Publication year - 2017
Publication title -
european journal of heart failure
Language(s) - English
Resource type - Journals
SCImago Journal Rank - 5.149
H-Index - 133
eISSN - 1879-0844
pISSN - 1388-9842
DOI - 10.1002/ejhf.887
Subject(s) - medicine , hazard ratio , heart failure , ivabradine , ejection fraction , guideline , medical prescription , cardiology , confidence interval , digoxin , heart rate , blood pressure , pharmacology , pathology
Aims To evaluate the impact of physicians' adherence to guideline‐recommended medications for heart failure with reduced ejection fraction ( HFrEF ), including ≥50% prescription of recommended doses, on clinical outcomes at 6‐month follow‐up. Methods and results In QUALIFY , an international, prospective, observational, longitudinal survey, 6669 outpatients with HFrEF were recruited 1–15 months after heart failure ( HF ) hospitalization from September 2013 to December 2014 in 36 countries and followed up at 6 months. A global adherence to guidelines score was developed for prescription of angiotensin‐converting enzyme inhibitors ( ACEIs ), angiotensin receptor blockers ( ARBs ), beta‐blockers ( BBs ), mineralocorticoid receptor antagonists ( MRAs ) and ivabradine and their dosages. Baseline global adherence score was good in 23% of patients, moderate in 55%, and poor in 22%. At 6‐month follow‐up, poor adherence was associated with significantly higher overall mortality [hazard ratio ( HR ) 2.21, 95% confidence interval ( CI ) 1.42–3.44, P =0.001], cardiovascular mortality ( HR 2.27, 95% CI 1.36–3.77, P =0.003), HF mortality ( HR 2.26, 95% CI 1.21–4.2, P =0.032), combined HF hospitalization or HF death ( HR 1.26, 95% CI 1.08–1.71, P =0.024) and cardiovascular hospitalization or cardiovascular death ( HR 1.35, 95% CI 1.08–1.69, P =0.013).

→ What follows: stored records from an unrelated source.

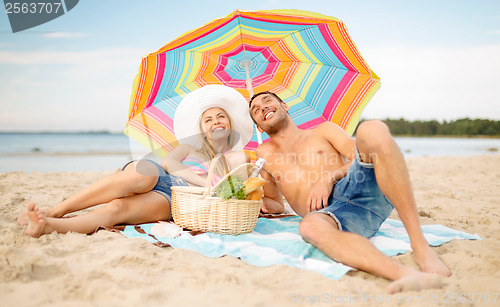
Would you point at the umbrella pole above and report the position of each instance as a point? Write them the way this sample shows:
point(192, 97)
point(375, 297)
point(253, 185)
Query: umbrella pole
point(250, 91)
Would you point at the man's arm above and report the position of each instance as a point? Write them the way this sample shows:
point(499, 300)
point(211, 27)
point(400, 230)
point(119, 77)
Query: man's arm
point(273, 199)
point(344, 144)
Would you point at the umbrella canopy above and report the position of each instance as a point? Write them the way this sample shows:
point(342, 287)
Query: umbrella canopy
point(308, 59)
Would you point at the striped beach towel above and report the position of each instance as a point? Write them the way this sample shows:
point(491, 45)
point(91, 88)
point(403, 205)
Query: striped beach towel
point(277, 241)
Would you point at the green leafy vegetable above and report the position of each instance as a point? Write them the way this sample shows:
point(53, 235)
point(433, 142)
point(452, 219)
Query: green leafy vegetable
point(231, 188)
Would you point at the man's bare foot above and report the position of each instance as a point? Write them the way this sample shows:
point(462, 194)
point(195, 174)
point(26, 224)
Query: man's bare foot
point(36, 222)
point(429, 262)
point(23, 219)
point(416, 282)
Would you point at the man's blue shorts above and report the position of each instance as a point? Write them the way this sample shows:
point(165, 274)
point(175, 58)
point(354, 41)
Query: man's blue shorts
point(356, 203)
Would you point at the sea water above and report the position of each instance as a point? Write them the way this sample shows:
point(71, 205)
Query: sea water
point(70, 152)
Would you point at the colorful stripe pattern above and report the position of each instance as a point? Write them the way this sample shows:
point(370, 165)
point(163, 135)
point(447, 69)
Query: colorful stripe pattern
point(308, 59)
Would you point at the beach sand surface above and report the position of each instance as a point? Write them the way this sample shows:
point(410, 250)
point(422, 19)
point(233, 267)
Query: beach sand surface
point(108, 269)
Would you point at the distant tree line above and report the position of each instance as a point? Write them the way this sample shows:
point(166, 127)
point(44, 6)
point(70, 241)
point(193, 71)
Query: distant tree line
point(459, 127)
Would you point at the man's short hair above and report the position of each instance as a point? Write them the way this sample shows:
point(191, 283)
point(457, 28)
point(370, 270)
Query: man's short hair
point(257, 95)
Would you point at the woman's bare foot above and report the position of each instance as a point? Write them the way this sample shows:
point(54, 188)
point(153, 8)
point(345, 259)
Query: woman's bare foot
point(415, 282)
point(429, 262)
point(36, 222)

There was a strong trend between poor adherence and HF hospitalization ( HR 1.32, 95% CI 1.04–1.68, P= 0.069). Conclusion Good adherence to pharmacologic treatment guidelines for ACEIs , ARBs , BBs , MRAs and ivabradine, with prescription of at least 50% of recommended dosages, was associated with better clinical outcomes during 6‐month follow‐up. Continuing global educational initiatives are needed to emphasise the importance of guideline recommendations for optimising drug therapy and prescribing evidence‐based doses in clinical practice.